The past few weeks have been a roller coaster ride as investors try to weigh the financial impact of the escalating tariff fight between the U.S. and China, with President Trump admitting investors may experience ‘a little pain‘ and China promising to fight U.S. tariffs ‘to the end.’
We have no control over the risk caused by world events and the impact they may have on our portfolios, but there are risks we can avoid to improve our financial security.
As we’ve said before, the most important determinant of return in your portfolio is how much you decide to invest in stocks. The more you have invested in higher-risk stocks vs. bonds and cash, the higher your returns will be over a long-term horizon. After making the decision to invest in stocks, many people add additional risk to their portfolios that provides little to no reward.
One example is home-country bias. All around the world, investors tend to hold more stocks based in their home country than those outside their borders. This home-country bias is probably due to our comfort with the familiar, but the result is a portfolio that moves in sync with the economic environment of the portfolio holder. If you hold only U.S. companies in your portfolio and the U.S. goes through a recession you may lose your job – and your retirement savings will likely sink in value along with your employment opportunities.
Others invest heavily in the company where they work because they feel it’s a great business, are confident they’ll know when things begin to change, and believe they’ll get out of the stock before it drops in value. Many employees at great companies like GE and P&G, and others at companies we later learned were not-so-great, like Enron, have been surprised by drops in their employer’s stock price. Many P&G employees still remember retirees who had to delay their planned retirement when their P&G shares fell by 48% in the first three months of 2000.
The last temptation is to own only the ‘best’ stocks. Whether we use their products, they’re a familiar brand or someone has written about their amazing business plan – there’s a temptation to concentrate a stock portfolio among companies we’ve come to believe will out-perform all others. To be fair, concentrating a portfolio in only a few companies can provide outstanding returns sometimes. We’ve all heard about a friend or relative who invested in a company that doubled or tripled in value, but they rarely share the story when one of their holdings goes under. The difficulty is knowing which path you’re on when you first purchase the stock.

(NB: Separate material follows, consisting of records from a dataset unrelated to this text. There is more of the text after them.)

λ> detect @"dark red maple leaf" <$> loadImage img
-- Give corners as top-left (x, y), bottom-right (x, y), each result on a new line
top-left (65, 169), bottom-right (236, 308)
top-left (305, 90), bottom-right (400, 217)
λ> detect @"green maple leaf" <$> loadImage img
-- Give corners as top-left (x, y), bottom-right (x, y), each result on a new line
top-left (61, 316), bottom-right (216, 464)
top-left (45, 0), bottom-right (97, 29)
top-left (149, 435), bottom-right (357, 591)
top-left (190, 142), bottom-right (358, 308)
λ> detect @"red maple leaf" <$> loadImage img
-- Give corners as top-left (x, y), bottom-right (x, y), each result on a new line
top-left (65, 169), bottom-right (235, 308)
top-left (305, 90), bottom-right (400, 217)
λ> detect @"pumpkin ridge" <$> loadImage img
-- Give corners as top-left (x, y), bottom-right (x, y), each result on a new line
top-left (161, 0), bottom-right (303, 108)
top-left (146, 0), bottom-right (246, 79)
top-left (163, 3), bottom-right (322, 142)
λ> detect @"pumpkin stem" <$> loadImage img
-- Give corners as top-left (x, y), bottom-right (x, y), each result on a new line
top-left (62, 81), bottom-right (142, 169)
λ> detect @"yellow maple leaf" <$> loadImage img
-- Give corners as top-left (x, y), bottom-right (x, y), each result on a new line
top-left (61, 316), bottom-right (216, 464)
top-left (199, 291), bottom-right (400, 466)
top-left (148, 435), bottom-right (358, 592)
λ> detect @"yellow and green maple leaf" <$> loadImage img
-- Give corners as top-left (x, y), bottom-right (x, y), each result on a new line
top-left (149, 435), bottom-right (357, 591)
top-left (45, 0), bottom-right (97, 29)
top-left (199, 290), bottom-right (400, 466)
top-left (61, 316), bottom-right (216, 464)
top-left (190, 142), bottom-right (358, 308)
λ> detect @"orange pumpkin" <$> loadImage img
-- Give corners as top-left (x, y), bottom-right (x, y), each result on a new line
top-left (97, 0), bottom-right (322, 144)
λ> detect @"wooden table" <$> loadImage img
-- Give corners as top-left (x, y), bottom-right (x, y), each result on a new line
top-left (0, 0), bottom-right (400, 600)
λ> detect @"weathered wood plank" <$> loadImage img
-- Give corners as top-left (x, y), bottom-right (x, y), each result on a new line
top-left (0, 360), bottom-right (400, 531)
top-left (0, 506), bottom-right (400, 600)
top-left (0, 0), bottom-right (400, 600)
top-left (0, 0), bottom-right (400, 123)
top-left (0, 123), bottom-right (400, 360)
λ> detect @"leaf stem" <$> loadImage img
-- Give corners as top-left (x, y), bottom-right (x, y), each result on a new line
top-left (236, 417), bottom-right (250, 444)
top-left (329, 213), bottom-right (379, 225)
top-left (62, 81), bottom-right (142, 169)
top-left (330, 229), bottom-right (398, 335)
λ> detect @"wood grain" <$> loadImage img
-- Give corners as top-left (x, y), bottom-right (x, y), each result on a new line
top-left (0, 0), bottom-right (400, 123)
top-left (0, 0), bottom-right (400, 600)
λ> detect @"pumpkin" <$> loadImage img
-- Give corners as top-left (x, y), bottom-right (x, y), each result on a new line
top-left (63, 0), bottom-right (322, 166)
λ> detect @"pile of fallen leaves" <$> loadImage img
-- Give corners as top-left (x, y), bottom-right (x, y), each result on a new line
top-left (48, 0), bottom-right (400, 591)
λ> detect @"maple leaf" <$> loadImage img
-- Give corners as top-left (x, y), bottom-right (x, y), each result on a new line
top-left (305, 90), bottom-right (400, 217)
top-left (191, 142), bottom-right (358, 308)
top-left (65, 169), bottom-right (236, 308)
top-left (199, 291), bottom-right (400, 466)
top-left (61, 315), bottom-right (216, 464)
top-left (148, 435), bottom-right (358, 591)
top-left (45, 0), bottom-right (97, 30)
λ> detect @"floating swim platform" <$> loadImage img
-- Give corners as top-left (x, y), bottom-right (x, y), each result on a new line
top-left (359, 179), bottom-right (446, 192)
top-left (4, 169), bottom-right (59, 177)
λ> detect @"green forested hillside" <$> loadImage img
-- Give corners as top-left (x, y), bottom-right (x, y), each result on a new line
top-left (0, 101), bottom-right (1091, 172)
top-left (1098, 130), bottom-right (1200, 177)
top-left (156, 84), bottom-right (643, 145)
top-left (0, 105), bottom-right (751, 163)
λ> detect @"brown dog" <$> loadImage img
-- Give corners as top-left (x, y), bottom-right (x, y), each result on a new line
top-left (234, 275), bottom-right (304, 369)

A recent paper published in the Journal of Financial Economics outlined how difficult picking the best stocks can be. Using the CRSP database returns for 25,782 distinct stocks that existed from July 1926 to December 2015, it was shown that the best-performing 4% of listed stocks accounted for the entire lifetime wealth creation of the U.S. stock market over the 89-year period. Put another way, 96% of the stocks you may have chosen to buy would not have provided you with any of the wealth created by stocks over that 89-year period.
A concentrated portfolio has a greater chance of missing out on the top 4% winners, while a diversified portfolio will own the top 4% as well as the losers. You can only lose 100% of the value of a bad investment, while the stock of a wildly successful company can appreciate thousands of percentage points, so owning more of the market, rather than less, works to your long-term benefit.
The world exposes us to some risks we can’t avoid, but you can do your part to avoid others. TAAG’s investment philosophy – diversifying your stock holdings among developed and emerging countries, large, and small but growing companies – gives you the greatest opportunity to participate in long-term positive stock returns, without taking unnecessary risk.